Comcast CFO Mike Cavanagh spoke during a UBS investor conference and declined to provide much detail into any similar plans for Comcast.
He said that Comcast still feels good about its traditional broadcast and cable networks business that has performed well enough on the strength of scripted programming and high-profile live events like the Super Bowl and World Cup.
Cavanagh said that content licensing is a growth area on the streaming side for Comcast thanks to companies like Hulu, Netflix and YouTube TV. But he said that some shows will continue to work best on traditional platforms and some will work best on subscription and ad-supported streaming platforms.
“When it comes to DTC we’re working on our plans there. We want to be where consumers are and we want to make sure that the content we create is best monetized for us,” Cavanagh said.
He said that at some point Comcast/NBCUniversal will launch some form of direct-to-consumer product. But Cavanagh clarified that Comcast won’t try to recreate what Netflix has done with its platform.
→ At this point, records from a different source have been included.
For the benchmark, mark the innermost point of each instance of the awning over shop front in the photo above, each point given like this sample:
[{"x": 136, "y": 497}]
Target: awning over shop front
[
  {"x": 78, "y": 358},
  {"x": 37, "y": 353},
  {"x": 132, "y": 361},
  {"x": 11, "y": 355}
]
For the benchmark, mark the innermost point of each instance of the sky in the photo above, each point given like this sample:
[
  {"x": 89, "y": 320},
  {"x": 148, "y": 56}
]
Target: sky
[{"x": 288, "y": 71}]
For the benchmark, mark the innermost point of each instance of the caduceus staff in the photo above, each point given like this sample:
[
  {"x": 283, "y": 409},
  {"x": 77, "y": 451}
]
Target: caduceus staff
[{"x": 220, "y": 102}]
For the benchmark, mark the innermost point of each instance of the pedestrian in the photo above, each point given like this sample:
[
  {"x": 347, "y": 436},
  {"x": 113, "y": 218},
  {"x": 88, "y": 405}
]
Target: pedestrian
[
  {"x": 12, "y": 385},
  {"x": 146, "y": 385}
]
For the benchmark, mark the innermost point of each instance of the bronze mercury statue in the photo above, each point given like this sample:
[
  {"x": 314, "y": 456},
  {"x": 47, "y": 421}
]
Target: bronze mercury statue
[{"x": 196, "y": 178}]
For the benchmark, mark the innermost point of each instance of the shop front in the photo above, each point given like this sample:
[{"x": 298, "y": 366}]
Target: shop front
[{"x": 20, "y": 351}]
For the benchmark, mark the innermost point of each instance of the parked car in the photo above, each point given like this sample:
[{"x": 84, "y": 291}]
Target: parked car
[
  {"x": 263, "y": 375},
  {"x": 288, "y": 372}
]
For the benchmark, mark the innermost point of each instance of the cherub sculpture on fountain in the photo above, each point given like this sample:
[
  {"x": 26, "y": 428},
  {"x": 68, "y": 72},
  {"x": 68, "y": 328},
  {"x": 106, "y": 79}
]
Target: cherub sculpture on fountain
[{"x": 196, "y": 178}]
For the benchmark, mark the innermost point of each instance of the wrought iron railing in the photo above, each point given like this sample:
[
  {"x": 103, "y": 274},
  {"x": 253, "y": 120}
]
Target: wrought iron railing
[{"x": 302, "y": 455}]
“We think our model will look like something that takes advantage of all that we’re good at,” Cavanagh said.
Of course, Comcast already does have a significant streaming product play with Hulu, of which it owns 30%. Cavanagh was pressed about Comcast’s plans for Hulu considering Disney will soon own 60% of Hulu through its Fox deal, and AT&T has shown willingness to sell its 10% stake in Hulu.
Cavanagh declined to offer any specifics but said that Comcast still has a healthy relationship with Hulu and that much of NBCU’s content finds a good audience on Hulu’s platform.